I'm using Pandas pivot_table
function on a large dataset (10 million rows, 6 columns). As execution time is paramount, I try to speed up the process. Currently it takes around 8 secs to process the whole dataset which is way to slow and I hope to find alternatives to improve speed/performance.
My current Pandas pivot_table:
df_pivot = df_original.pivot_table(index="industry", columns = "months",values = ["orders", "client_name"],aggfunc ={"orders": np.sum, "client_name": pd.Series.nunique})
df_original
includes all the data (10m rows, imported from a csv). Industry is the client's industry, months are the order months (Jan to Dec), orders are the number of orders. All data was converted to categorical
data, except number of orders (int
datatype). Originally industry, months and client_name were strings.

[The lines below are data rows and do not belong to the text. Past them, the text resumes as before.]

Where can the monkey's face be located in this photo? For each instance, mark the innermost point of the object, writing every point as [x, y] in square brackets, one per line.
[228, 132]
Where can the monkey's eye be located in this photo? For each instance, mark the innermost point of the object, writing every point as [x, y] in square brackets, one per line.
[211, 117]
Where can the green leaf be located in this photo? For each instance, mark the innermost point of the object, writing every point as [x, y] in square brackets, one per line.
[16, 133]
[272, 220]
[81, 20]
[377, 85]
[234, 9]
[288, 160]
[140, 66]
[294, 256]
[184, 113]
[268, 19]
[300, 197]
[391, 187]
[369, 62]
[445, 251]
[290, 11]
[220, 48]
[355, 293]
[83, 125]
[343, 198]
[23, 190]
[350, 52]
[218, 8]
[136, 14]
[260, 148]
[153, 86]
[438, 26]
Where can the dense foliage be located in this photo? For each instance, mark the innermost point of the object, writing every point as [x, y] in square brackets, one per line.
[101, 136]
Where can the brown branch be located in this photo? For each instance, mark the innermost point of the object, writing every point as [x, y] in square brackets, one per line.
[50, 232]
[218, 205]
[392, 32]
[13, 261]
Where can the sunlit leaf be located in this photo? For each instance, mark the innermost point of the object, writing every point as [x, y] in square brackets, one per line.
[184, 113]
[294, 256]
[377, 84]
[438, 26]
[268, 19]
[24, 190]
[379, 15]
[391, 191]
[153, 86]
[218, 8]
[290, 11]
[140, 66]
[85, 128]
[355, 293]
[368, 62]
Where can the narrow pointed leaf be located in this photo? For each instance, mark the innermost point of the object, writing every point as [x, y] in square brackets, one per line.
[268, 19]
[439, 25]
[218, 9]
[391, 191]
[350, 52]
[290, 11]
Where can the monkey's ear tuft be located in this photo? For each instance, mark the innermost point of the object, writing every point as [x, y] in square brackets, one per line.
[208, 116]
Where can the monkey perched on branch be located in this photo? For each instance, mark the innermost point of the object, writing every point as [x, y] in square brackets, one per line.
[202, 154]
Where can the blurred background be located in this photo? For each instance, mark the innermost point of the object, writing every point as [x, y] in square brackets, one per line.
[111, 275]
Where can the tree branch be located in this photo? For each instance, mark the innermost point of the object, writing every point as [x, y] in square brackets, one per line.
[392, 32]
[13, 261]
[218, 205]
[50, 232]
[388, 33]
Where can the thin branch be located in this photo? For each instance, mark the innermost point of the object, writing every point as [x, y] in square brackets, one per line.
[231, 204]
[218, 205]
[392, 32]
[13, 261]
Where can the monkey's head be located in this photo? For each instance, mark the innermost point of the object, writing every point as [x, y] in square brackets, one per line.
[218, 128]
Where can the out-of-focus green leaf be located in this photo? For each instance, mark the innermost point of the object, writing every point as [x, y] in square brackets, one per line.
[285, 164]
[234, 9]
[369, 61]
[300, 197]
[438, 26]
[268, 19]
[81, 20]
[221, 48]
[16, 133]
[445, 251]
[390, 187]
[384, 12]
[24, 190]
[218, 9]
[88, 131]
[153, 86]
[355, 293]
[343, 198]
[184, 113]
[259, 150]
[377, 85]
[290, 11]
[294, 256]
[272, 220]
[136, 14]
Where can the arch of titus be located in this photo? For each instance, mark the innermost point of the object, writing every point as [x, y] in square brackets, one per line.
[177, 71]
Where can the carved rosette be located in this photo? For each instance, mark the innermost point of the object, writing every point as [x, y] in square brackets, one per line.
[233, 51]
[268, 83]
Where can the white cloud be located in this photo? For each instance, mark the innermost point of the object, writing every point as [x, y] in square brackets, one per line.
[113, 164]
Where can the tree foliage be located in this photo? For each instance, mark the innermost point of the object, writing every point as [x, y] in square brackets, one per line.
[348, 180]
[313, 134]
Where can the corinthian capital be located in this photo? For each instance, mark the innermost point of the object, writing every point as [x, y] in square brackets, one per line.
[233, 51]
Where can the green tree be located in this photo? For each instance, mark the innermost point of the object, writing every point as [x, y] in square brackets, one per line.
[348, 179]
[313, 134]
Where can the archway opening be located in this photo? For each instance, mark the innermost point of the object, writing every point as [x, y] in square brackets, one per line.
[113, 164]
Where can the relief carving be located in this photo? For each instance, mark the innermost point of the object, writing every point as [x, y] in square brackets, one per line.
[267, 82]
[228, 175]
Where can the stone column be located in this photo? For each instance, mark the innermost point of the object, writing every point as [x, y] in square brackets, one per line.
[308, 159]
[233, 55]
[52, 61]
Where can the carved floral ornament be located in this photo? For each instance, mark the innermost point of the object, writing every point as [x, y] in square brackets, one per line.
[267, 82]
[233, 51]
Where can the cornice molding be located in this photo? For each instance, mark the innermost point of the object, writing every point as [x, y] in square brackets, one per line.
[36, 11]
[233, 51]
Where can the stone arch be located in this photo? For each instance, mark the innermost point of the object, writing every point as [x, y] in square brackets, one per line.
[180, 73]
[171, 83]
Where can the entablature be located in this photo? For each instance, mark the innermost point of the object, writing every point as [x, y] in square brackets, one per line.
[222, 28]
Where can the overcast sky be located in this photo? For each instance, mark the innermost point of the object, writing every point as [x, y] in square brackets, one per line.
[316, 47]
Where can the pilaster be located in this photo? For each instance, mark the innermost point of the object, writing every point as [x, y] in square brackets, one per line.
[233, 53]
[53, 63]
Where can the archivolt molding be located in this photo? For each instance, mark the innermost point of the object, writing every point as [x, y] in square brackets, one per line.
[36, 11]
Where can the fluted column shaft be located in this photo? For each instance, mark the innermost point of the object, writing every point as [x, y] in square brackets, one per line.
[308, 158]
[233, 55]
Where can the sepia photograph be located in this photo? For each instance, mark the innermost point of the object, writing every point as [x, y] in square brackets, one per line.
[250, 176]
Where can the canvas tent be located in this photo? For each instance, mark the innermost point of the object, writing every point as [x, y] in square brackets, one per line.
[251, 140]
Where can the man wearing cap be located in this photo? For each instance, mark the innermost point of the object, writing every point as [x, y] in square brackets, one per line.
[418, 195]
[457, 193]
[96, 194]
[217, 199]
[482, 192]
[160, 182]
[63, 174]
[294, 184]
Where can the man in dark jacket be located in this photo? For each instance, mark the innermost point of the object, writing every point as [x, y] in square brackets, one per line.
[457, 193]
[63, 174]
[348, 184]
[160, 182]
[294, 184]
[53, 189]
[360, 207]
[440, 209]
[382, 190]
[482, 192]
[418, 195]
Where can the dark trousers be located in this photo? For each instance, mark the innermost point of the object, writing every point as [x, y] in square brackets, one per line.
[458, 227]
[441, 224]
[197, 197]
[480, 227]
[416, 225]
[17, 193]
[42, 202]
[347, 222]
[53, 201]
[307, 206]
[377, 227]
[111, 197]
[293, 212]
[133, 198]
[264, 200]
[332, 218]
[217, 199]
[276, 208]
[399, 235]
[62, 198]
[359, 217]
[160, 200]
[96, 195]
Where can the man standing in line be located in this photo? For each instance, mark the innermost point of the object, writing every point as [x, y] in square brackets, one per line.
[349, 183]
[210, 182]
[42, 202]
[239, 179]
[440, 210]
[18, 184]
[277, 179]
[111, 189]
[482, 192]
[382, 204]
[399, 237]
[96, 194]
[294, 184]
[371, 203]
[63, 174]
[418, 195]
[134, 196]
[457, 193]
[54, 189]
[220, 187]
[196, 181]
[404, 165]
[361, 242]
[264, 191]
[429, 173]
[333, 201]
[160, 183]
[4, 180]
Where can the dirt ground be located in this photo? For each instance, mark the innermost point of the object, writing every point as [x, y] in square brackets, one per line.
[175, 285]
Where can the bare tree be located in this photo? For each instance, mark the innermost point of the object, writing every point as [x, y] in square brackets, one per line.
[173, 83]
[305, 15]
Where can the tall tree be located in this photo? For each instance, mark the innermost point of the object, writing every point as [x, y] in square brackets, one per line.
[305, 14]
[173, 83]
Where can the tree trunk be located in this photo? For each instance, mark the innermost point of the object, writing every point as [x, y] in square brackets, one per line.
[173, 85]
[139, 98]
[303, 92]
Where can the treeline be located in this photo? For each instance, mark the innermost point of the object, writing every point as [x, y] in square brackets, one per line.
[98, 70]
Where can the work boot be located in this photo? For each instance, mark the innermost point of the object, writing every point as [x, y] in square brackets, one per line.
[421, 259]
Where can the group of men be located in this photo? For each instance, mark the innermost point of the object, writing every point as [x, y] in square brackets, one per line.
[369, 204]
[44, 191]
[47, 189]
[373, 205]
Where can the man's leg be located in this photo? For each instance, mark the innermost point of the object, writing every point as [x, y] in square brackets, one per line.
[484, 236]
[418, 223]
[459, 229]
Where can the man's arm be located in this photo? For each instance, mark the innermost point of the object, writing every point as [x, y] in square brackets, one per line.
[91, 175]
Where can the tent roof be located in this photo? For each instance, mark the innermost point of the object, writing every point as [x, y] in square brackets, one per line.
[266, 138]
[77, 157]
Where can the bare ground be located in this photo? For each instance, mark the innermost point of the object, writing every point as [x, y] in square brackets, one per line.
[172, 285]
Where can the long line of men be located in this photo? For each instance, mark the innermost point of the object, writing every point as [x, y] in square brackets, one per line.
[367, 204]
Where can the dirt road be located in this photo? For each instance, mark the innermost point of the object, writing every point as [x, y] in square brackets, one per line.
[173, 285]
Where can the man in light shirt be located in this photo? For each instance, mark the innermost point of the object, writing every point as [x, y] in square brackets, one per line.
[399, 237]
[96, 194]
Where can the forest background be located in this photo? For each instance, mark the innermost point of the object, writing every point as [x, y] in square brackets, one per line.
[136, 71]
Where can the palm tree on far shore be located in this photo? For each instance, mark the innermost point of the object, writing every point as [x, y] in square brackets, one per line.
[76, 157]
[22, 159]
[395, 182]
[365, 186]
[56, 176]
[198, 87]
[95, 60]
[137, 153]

I tried using pandas.DataFrame.unstack
- which was even slower. Also I experimented with Dask
. The dask pivot_table
yielded some improvement (6 sec execution time - so 2 sec less). However, it is still pretty slow.
Are there any faster alternatives (for large datasets)? Maybe recreation of the pivot table with groupy
, crosstab
, ... Unfortunately, I did not get the alternatives to work at all and I am still quite new to Python and Pandas...
Looking forward to your suggestions. Thanks in advance!
Update:
I figured out the groupby way with:
df_new = df_original.groupby(["months", "industry"]).agg({"orders": np.sum, "client_name": pd.Series.nunique}).unstack(level="months").fillna(0)
This is much faster now with about 2-3 secs. Are there still some options to improve speed further?